Secondly, another strength of the MBI lies in its multi- faceted approach to knowledge sharing and education. Not only has the initiative encouraged municipalities to share information and experiences amongst themselves, but the Water Services Master Classes (WSMC) have served to bring together senior technical and managerial staff, environmental experts and professionals to discuss experiences, achievements and challenges. Through this exchange between stakeholders from across the spectrum, all those involved in municipal water services can become more informed, and subsequently the MBI can be made increasingly relevant- and context-sensitive. Furthermore, through the introduction of the water services league, municipalities are able to gauge their performance on an annual basis.

SALGA has also been successful in developing a web- based database and reporting system which further assists in information sharing and training. The munibench database is an important tool in allowing policy-makers to collect, collate and analyse data from municipalities and metros throughout the country. Using technology, SALGA has ensured that the MBI is transparent and all municipalities are able to access necessary information.
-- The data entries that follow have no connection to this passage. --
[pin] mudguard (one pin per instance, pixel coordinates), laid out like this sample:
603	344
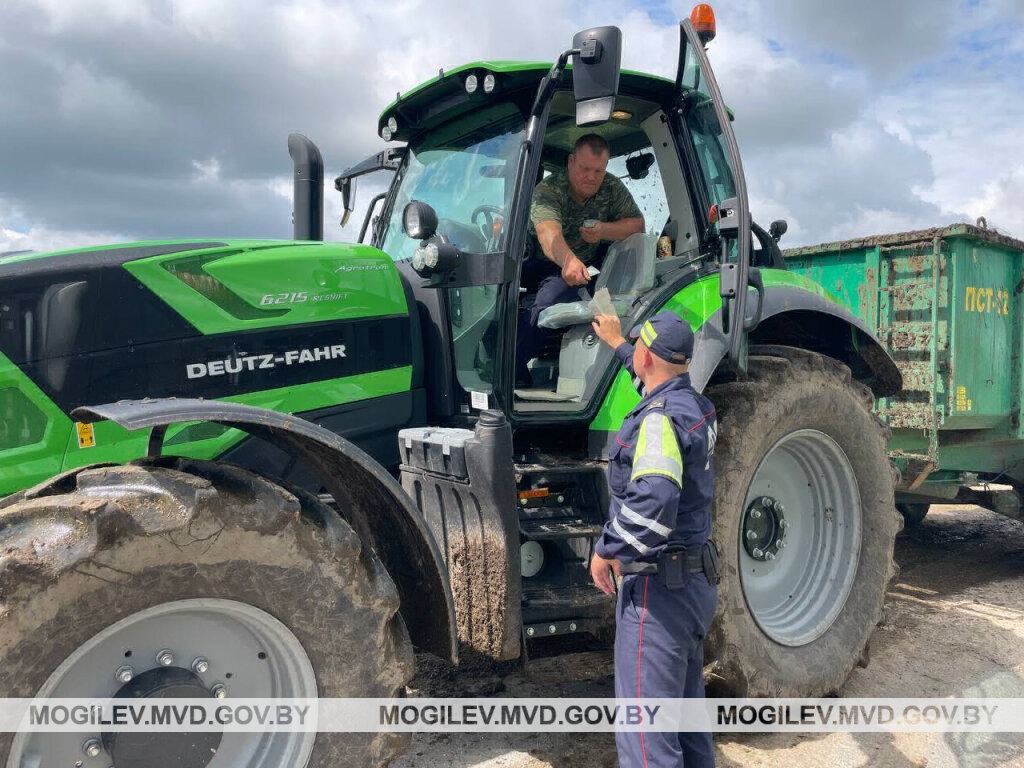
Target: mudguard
370	499
797	312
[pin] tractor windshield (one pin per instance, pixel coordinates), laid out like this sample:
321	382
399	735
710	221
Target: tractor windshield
466	172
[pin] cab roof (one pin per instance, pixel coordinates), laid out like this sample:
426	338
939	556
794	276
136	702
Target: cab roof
444	97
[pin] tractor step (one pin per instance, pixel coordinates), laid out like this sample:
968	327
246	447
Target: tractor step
542	528
576	596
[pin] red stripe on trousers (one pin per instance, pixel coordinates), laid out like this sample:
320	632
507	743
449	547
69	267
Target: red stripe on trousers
643	613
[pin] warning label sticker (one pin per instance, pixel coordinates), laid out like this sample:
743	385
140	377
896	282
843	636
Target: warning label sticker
86	437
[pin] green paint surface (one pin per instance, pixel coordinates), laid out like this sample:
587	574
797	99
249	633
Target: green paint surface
952	321
695	304
58	450
33	431
221	290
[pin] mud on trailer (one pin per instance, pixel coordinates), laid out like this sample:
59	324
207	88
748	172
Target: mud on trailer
313	458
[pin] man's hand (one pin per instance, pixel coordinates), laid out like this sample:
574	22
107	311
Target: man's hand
609	330
574	271
593	233
600	571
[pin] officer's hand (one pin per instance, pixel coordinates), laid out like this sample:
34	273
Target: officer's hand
592	233
600	571
608	329
574	271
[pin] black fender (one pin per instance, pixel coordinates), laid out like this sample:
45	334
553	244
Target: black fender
370	499
797	317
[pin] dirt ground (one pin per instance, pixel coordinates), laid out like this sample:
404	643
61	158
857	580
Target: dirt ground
954	626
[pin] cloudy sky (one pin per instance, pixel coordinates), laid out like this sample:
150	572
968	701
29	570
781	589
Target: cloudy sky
139	119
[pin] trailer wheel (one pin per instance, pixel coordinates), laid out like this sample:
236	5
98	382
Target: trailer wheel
913	514
804	516
193	579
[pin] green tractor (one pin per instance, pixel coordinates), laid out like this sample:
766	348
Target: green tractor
313	457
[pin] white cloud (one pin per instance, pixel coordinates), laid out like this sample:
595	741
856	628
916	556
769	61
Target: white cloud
166	118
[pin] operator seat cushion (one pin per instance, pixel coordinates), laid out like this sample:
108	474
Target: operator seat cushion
628	272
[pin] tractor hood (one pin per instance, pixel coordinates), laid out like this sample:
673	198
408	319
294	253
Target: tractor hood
210	320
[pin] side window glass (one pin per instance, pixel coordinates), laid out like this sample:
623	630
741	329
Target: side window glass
648	193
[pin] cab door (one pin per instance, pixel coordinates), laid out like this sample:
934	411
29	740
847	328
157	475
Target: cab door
707	128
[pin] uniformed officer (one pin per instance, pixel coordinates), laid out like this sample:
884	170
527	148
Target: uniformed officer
571	214
656	538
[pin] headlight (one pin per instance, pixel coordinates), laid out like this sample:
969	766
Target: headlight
418	259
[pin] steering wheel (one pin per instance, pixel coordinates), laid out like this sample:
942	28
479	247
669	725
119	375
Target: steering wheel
491	215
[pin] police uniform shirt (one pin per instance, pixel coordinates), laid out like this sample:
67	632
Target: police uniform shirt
553	201
660	472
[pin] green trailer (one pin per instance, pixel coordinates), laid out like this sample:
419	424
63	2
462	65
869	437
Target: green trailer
946	304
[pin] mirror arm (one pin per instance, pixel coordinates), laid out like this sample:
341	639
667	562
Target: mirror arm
548	84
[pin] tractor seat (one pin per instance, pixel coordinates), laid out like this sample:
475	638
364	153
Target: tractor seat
628	272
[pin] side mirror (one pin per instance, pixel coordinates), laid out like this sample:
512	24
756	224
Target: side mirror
595	73
639	165
419	220
347	188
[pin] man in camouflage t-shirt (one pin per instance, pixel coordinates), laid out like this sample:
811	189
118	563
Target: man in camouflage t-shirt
563	203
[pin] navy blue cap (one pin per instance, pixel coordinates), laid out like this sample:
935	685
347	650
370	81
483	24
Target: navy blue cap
668	336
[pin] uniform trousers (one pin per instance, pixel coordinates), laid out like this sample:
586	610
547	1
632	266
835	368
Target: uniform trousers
659	637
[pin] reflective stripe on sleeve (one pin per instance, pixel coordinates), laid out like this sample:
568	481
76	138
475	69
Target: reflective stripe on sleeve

Finally, it is anticipated that the sharing of information, pooling of resources and data, and effective benchmarking will lead to substantial improvements in municipal water services management and this in turn will ensure that all communities have access to good quality water. This is expected to then have significant impacts upon health and sanitation for local people as it reduces risks of water-borne infectious diseases. Furthermore, this investment in effective water resource management will have positive economic impacts both locally and nationally, as it is expected to improve economic productivity, especially within rural communities and also create significant savings for the health sector overall.


While the MBI certainly signifies a step in the right direction, Moraka acknowledges a number of core challenges that stand in the way of further progress in water services delivery in South Africa. Firstly, he notes that benchmarking is not a municipal priority, nor is it part of the current municipal culture. He goes on to say that ‘changing this will take time and there needs to be greater interest, commitment and involvement from councillors, senior management and technical staff as well supportive involvement and alignment from key municipal and water services groups such as the National Treasury, the Department of Cooperative Governance and the Department of Water Affairs’. Moraka stated that moving forward there would be a need for strengthening and alignment of data collection mechanisms to minimise duplication and data burden. He further stressed the importance of more frequent municipal engagement through site visits as this will enhance knowledge sharing and improvement performance.

Ultimately, it is fair to say that the MBI is an innovative and inclusive approach to tackling service delivery which has established important tools for change. Municipalities, policy-makers and various stakeholders involved in water affairs will need to capitalise on the momentum created by the MBI to ensure that progress made in this crucial area of environmental affairs is sustainable.